Ntilikina scored 20 points and handed out 10 assists, becoming the youngest player in Knicks history to hit those milestones on the same night. And it provided a hint that maybe now, in front of the third team president since he was drafted and on his third head coach with a fourth likely on the way soon, he might be more than just a defensive specialist.
Rose may have just officially taken charge a week earlier, but he is familiar with Ntilikina — having served in his previous job as the co-head of the basketball division at CAA, the agency that represented Ntilikina until last summer. The former agent hasn’t spoken yet since taking the reins of the Knicks, but he has been at every game, watching and learning, deciding what players are worth keeping as another rebuild takes hold at Madison Square Garden.
In an NBA where high-scoring point guards are becoming the norm, including Trae Young, who the Knicks faced Wednesday, Ntilikina is never going to be that kind of player.
But on a night like Tuesday, Ntilikina showed something more than he has in the past. He was defending as he often does, but when he came off the bench four minutes into the game he also hit his first three shots — two from beyond the arc and another just on the line — to help the Knicks turn a quick 14-point deficit around. Maybe it was hitting the shots, but he played with an aggression and confidence that his coaches have tried to prod from him.
"He was a part of the group that came in the first quarter and really kind of got us going again and sparked us, but I thought he played with a lot of command,” Knicks interim coach Mike Miller said. “That's the word that I've been using to describe him. He just played with a lot of command with his game. He did a good job with play calls, he was aggressive when he needed to be aggressive. He was in a good rhythm shooting the ball and got to the spots, he made shots. You know, I thought defensively he was you know, just like he always is. So I thought he was really, really solid throughout the game."
Even as he has seen his minutes per game cut to a career-low 20.8, Ntilikina has improved his shooting this season while mostly serving as a backup to Elfrid Payton. But Tuesday he also repeatedly took the ball aggressively to the rim. Often he looks to pass in traffic — or occasionally try to dunk on a bigger defender. But on this night he found his way to the rim, drawing contact and slipping through for layups, too.
“Yeah, that’s the goal,” Ntilikina said. “Keep being aggressive and keep making the right play. I feel like working on my game and just keep that aggression. I’m going to open a lot of things up for myself but also for my teammates and improving with that mindset is going to make us better.

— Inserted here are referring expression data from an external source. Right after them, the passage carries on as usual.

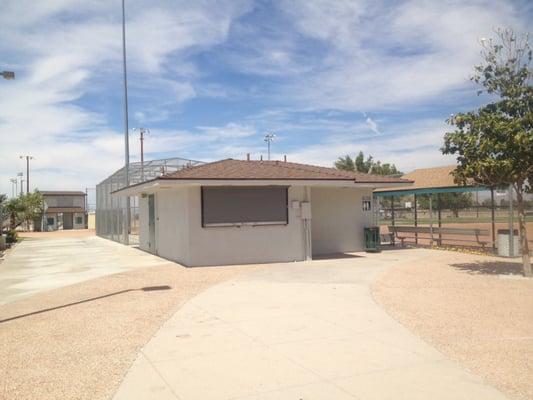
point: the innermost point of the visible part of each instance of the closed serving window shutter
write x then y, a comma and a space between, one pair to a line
244, 205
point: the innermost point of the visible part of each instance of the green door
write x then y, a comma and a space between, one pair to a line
151, 223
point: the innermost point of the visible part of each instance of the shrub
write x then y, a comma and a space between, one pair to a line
12, 236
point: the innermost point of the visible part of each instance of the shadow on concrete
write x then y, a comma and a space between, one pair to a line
144, 289
335, 256
491, 268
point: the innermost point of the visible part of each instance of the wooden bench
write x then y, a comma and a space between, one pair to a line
401, 232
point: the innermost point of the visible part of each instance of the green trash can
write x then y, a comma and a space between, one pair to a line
372, 239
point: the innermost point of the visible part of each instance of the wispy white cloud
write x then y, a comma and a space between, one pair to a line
66, 50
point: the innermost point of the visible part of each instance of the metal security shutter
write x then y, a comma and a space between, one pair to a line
244, 205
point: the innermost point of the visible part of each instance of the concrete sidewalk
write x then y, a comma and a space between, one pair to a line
297, 331
49, 262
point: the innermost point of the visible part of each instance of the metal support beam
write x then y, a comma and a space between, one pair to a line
416, 219
392, 216
492, 220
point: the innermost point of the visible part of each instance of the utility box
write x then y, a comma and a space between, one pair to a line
306, 209
504, 249
372, 239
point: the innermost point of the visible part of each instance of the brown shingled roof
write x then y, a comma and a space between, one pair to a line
230, 169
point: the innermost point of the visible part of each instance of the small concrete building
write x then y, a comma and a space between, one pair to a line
240, 212
63, 210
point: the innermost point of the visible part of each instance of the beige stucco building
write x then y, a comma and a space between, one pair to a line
63, 210
239, 212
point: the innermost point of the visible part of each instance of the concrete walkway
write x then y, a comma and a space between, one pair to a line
296, 331
39, 264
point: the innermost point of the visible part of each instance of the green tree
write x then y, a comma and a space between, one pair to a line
367, 166
362, 165
3, 211
448, 201
494, 144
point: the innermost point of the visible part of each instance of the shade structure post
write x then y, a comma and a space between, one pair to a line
492, 220
416, 219
431, 220
511, 222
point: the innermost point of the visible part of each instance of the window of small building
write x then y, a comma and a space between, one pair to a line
244, 205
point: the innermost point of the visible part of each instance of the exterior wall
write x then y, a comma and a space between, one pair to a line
338, 219
75, 224
64, 201
337, 226
91, 220
172, 224
246, 244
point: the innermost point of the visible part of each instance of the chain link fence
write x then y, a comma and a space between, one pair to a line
114, 212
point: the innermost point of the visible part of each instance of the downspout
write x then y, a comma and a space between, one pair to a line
307, 227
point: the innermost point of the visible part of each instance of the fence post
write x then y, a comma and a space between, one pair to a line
492, 220
431, 219
439, 217
416, 221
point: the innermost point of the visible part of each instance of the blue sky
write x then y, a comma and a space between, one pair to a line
210, 78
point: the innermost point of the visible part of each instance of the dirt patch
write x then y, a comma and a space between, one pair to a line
477, 310
58, 234
77, 342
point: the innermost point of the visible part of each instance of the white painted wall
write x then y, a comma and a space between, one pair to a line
246, 244
52, 227
338, 219
144, 235
172, 212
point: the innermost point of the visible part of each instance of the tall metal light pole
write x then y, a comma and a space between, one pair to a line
126, 128
28, 158
14, 187
269, 137
8, 75
20, 175
142, 132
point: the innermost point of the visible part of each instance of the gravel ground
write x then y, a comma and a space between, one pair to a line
477, 310
58, 234
77, 342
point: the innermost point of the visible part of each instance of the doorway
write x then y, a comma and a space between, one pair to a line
151, 223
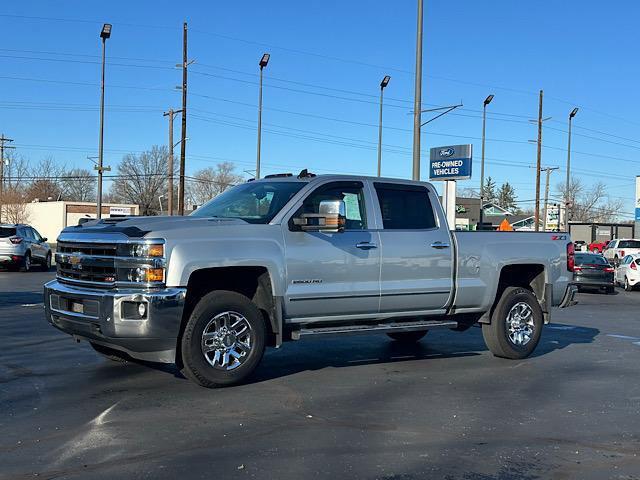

“I think one of the emphasis that I was trying to work on was really being aggressive and still looking for the right play and not settling on playing on the perimeter. To do that, I watched a lot of film to see where I can do good plays, get good plays for my teammates, for myself and play the right basketball.”
Ntilikina has another year on his contract after the Knicks opted into the final year of his rookie deal. Payton is on a team option for next season. Ntilikina has already fended off the assortment of point guards the organization has put in his way — Jarrett Jack, Ramon Sessions, Trey Burke, Emmanuel Mudiay and even Dennis Smith Jr., who has fallen to third on the depth chart. After being drafted by Phil Jackson and then nearly buried under Steve Mills, it is Rose who will decide what is next. And he was watching closely.